Antes de responder, vou transcrever aqui o poema e fá-lo-ei em composição corrida para poupança de espaço:
(o que eu não faço, pela mesma razão – HSF)
Para Marino Falcão esse poema é o relato metafórico de uma sedução, Sacha uma jovem ingénua, inexperiente, deslumbrada “com os ademanes e manigâncias” do poeta, os quais “desencadeiam nela o processo do viciamento da vontade”. E como Marino Falcão, sobre ser homem de letras, é promotor público na nobre cidade de Campinas, capitula a aventura como “crime definido em lei e previsto no art. 217 do Código Penal”. Bem entendido, se Sacha era menor de dezoito anos.
Marino Falcão acertou em parte. De facto, o poema é o relato de uma sedução. Só que a finalidade de todas as manigâncias do poeta era obter tão-somente um sorriso de Sacha. E como está contado nos versos, obteve-o. Obteve mais, coisa inefável, a última mensagem dos anjos, sob a forma de um vocalize muito semelhante às linhas e pontos do alfabeto morse.
Marino errou também no que concerne à idade de Sacha. Era menor de dezoito anos, sim, tinha, ao tempo da sedução, apenas uns seis meses de idade, só falava em alfabeto morse. Louríssima, alvíssima, sereníssima. Eu tinha que conquistar-lhe um sorriso, usei de todos os recursos referidos. E o sorriso veio. Como deve ter luzido sobre o mundo o primeiro arco-íris.
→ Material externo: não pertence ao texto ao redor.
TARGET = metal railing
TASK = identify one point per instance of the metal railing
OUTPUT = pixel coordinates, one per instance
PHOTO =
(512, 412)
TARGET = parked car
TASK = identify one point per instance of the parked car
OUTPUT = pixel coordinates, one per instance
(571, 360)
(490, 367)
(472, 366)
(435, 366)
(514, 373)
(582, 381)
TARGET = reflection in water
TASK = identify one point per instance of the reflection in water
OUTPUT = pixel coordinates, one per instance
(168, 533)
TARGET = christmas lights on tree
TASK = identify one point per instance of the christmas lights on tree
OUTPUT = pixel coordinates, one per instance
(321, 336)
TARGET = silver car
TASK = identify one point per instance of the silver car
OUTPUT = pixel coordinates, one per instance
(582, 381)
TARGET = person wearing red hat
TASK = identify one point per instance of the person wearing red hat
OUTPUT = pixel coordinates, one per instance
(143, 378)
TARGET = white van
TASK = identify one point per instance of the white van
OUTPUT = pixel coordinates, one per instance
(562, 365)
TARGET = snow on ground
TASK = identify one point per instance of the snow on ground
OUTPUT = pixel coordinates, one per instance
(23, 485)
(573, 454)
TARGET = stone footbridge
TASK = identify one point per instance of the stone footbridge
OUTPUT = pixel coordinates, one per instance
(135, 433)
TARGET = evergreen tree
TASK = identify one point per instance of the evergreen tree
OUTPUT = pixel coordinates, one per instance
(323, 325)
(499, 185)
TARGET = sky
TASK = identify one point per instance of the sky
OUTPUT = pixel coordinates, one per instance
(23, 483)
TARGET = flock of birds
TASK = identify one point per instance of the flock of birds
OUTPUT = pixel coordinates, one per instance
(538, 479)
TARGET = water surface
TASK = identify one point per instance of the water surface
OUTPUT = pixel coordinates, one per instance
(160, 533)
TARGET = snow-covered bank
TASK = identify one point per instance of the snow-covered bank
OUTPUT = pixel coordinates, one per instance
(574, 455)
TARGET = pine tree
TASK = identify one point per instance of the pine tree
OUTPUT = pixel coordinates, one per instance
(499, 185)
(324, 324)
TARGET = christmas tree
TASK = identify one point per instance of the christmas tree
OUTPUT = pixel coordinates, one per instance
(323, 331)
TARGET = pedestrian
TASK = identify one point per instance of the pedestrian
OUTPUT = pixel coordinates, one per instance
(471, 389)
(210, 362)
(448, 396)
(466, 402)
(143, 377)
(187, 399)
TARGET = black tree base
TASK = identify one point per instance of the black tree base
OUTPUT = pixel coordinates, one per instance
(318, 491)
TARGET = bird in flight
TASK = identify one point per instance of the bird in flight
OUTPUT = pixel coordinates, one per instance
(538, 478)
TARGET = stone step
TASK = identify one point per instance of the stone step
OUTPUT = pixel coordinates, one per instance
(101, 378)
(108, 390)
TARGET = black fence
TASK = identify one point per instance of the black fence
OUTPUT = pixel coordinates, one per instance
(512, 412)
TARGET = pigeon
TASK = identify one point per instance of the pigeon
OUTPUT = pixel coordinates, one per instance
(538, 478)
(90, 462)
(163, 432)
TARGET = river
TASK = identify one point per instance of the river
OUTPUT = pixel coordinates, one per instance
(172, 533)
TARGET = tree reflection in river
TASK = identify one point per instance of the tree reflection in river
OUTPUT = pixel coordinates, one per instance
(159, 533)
Vou mandar esta crónica a Sacha. Ela vive hoje em Estocolmo, casada com um rapagão sueco, mãe de duas suequinhas maravilhosas – Ann-Marie e Ingrid, três anos e um ano – portanto, ambas já mais idosas do que Sacha quando inspirou o poema tão interessantemente anatomizado por Marino Falcão. Não lhe doa a este o que há de errado na sua interpretação. Valéry não disse que não existe verdadeiro sentido de um texto? Não vale a autoridade do autor: Quoiqu’il ait voulu dire, il a écrit ce qu’il a écrit.
In «Andorinha, andorinha»
In “Manuel Bandeira – Selecta em prosa e verso”, organização Emanuel de Moraes, ed. JOSÉ OLYMPO EDITORA, Rio de Janeiro, 6^edição, Agosto de 2007, pág. 52 e seg.